I siedziała tak, pieszcząc go, całując i głaszcząc.

Nie ma takiej poezji, obrazu ani pieśni, które mogłyby oddać ten moment. Na tę chwilę matczynej lamentacji czas się zatrzymał. Była to lamentacja płynąca z najdalszych głębi jej matczynego serca – serca złamanego, zgruchotanego, serca, które nic nie pojmuje, a jednak pełne jest tak mocnej wiary i tak mocnej miłości, że ustępuje przed nimi nawet ponura ciemność szpitalnej sali.

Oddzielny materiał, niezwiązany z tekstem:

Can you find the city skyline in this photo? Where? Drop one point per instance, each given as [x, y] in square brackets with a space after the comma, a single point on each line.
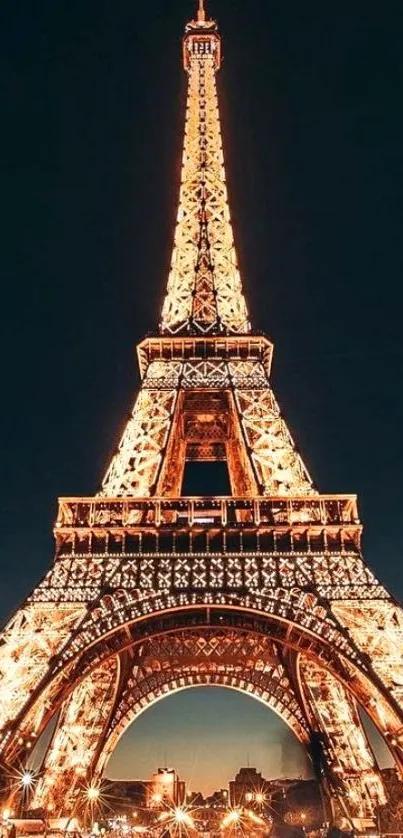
[111, 286]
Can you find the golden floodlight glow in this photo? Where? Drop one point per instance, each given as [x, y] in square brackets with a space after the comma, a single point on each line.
[231, 818]
[275, 563]
[92, 793]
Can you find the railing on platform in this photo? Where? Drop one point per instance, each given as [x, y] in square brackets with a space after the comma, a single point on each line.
[121, 513]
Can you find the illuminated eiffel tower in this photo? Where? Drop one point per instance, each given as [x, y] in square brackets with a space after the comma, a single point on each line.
[264, 590]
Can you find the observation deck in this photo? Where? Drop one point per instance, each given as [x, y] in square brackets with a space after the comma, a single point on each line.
[154, 525]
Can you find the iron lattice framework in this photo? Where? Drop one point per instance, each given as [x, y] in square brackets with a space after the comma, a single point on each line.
[263, 591]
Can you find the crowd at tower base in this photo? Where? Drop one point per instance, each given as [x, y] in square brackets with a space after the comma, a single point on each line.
[287, 807]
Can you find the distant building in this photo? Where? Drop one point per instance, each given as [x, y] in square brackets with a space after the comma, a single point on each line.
[249, 788]
[165, 789]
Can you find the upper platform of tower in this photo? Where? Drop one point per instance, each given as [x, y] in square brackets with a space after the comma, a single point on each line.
[204, 293]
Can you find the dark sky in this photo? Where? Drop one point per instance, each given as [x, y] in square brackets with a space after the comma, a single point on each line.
[92, 106]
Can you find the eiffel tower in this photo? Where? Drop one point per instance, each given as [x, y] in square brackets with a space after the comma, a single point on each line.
[264, 590]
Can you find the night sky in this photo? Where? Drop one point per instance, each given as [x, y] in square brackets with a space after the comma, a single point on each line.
[92, 107]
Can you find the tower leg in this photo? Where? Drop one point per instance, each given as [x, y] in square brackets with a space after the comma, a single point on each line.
[352, 773]
[67, 765]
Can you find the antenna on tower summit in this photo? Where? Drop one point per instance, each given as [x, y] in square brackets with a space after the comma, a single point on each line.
[201, 13]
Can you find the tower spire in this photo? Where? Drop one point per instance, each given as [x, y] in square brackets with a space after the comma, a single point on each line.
[201, 14]
[204, 293]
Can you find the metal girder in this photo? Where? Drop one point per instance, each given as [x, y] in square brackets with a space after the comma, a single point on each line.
[78, 735]
[351, 770]
[137, 566]
[204, 291]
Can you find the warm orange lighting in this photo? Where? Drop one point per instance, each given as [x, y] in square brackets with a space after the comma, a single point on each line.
[92, 793]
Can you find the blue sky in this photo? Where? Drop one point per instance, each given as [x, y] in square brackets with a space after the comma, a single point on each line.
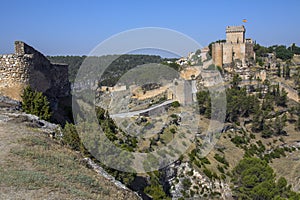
[71, 27]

Oto matka kołysze syna w swych ramionach, tak jak kołysała go wcześniej tysiące razy.

Nadeszła moja kolej.

– Wezmę go – powiedziałem do pielęgniarek – podniosę.

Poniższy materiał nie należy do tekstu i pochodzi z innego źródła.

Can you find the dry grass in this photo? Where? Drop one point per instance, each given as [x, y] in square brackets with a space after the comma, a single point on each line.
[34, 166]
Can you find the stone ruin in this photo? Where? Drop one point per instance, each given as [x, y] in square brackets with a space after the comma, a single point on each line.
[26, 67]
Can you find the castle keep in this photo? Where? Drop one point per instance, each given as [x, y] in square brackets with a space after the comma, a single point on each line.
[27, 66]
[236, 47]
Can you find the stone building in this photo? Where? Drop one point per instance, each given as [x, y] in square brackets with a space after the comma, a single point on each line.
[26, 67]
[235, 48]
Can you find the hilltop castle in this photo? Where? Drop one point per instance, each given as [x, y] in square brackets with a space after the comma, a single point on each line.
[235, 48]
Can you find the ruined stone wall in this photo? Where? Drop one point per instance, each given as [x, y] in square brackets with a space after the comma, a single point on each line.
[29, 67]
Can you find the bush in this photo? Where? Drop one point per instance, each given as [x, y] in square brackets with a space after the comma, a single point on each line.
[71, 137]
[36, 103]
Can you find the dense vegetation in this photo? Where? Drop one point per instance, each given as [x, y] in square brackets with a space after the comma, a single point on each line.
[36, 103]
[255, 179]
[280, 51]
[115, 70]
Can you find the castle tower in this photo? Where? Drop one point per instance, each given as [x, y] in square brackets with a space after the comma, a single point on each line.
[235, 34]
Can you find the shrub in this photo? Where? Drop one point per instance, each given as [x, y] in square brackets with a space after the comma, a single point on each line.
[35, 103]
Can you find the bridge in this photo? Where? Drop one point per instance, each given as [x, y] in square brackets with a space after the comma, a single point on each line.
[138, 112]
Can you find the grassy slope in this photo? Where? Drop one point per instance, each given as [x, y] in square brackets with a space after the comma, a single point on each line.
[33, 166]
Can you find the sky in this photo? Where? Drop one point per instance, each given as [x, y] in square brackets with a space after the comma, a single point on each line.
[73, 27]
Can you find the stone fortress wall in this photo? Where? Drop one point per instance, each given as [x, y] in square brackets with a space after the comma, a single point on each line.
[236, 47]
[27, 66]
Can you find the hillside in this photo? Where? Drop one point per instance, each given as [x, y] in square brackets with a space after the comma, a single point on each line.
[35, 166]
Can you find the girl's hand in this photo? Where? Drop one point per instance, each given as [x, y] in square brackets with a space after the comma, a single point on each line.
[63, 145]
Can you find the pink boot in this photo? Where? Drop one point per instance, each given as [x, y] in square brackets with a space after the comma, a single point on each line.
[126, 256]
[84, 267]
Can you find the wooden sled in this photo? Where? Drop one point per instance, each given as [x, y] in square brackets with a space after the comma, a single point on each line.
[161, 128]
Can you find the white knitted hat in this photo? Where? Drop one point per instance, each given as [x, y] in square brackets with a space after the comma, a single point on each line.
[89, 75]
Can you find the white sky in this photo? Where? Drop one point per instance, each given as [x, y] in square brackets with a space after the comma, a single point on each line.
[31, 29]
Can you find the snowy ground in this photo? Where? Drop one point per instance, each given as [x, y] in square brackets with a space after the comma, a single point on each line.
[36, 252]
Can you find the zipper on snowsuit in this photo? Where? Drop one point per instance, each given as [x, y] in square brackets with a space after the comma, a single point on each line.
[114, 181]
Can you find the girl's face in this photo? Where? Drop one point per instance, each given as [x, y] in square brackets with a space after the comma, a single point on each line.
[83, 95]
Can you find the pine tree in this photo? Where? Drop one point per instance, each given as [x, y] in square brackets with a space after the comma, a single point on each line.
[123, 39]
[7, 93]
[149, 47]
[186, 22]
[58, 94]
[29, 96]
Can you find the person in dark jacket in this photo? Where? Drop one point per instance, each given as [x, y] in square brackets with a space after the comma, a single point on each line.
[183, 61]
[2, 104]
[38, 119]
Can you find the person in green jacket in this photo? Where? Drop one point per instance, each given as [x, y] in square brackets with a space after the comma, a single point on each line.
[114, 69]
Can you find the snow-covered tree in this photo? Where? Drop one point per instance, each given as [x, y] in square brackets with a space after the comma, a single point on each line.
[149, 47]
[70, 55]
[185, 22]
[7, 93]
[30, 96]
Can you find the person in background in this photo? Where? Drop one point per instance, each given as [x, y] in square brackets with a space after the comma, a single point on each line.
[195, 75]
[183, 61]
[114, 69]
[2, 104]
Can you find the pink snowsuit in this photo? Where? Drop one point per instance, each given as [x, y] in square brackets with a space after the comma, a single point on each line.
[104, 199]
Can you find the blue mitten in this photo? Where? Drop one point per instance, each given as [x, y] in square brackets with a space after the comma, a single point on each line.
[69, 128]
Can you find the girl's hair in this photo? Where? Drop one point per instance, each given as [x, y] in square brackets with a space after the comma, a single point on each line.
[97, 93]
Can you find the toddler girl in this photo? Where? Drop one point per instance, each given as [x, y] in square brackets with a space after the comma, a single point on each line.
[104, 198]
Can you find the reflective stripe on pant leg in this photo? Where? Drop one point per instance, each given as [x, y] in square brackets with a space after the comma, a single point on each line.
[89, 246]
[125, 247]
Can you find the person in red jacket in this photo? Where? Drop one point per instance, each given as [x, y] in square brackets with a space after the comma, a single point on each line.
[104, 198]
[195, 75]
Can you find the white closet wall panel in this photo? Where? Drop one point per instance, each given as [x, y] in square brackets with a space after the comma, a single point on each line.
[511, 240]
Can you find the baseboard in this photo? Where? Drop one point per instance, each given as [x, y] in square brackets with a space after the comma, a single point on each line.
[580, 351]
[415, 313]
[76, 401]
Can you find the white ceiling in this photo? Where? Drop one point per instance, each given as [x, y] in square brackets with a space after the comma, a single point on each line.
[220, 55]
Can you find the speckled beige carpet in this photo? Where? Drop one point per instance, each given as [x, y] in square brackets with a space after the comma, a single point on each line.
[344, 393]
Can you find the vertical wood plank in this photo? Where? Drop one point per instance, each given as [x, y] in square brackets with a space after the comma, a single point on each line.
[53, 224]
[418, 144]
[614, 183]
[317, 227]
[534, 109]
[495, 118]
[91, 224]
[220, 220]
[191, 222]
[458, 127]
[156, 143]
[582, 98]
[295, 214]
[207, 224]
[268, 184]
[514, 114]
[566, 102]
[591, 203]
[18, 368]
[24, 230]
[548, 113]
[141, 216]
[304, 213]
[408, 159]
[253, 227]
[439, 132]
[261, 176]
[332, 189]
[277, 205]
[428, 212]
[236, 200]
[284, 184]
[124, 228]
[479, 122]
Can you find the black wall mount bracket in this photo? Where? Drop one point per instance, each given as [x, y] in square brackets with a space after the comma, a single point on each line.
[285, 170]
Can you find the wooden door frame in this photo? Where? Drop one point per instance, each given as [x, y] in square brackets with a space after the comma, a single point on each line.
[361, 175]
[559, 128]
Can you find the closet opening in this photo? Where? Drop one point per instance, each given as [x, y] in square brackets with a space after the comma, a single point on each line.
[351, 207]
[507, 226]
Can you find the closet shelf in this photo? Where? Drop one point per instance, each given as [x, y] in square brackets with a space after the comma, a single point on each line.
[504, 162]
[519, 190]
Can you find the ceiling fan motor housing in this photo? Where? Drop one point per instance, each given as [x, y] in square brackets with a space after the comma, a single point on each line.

Tak jak brałem go wcześniej tysiące razy. Zaledwie czterdzieści osiem godzin temu podrzucałem go w górę na basenie.

Wczoraj w porze lunchu bawiliśmy się w berka w parku. Wezmę go. Każdego ranka przychodził do naszej sypialni i pakował się prosto na mnie. Każdego wieczoru chciał, żeby się z nim bawić. Każdego dnia na Mszy św. z mimowolną elegancją brał moją rękę, układał ją sobie na piersi, a swą dłoń umieszczał w mojej.

A więc wziąłem go, uniosłem – całe dwadzieścia dziewięć kilo – potem usiadłem i przygarnąłem go do siebie. Wtedy zapłakałem. Mój synek nie żyje. Szlochałem i szlochałem. Dotykałem go, przytulałem i mówiłem do niego. Było we mnie gwałtowne pragnienie, by trzymać to ogarnięte śmiercią ciało, które tak bardzo kochałem za życia. Nie istniały słowa, które mogłyby opisać mój ból. Było to coś niewyobrażalnego, niepojętego, coś nie do ogarnięcia. Zawsze myślałem, że śmierć dziecka to największy z krzyży, jaki można złożyć na barki rodziców. I oto jesteśmy – my, tutaj – uginający się pod ciężarem takiego właśnie krzyża.

Jednak gdzieś, pod warstwą otaczającej nas ciemności, tlił się żar. Jeszcze nie dość bliski, by nas ogrzać, jeszcze nie dość jasny, by cokolwiek oświetlić. Ale prawdziwy. Żar, który przypomina, który mówi: „Podtrzymam was i ocalę”.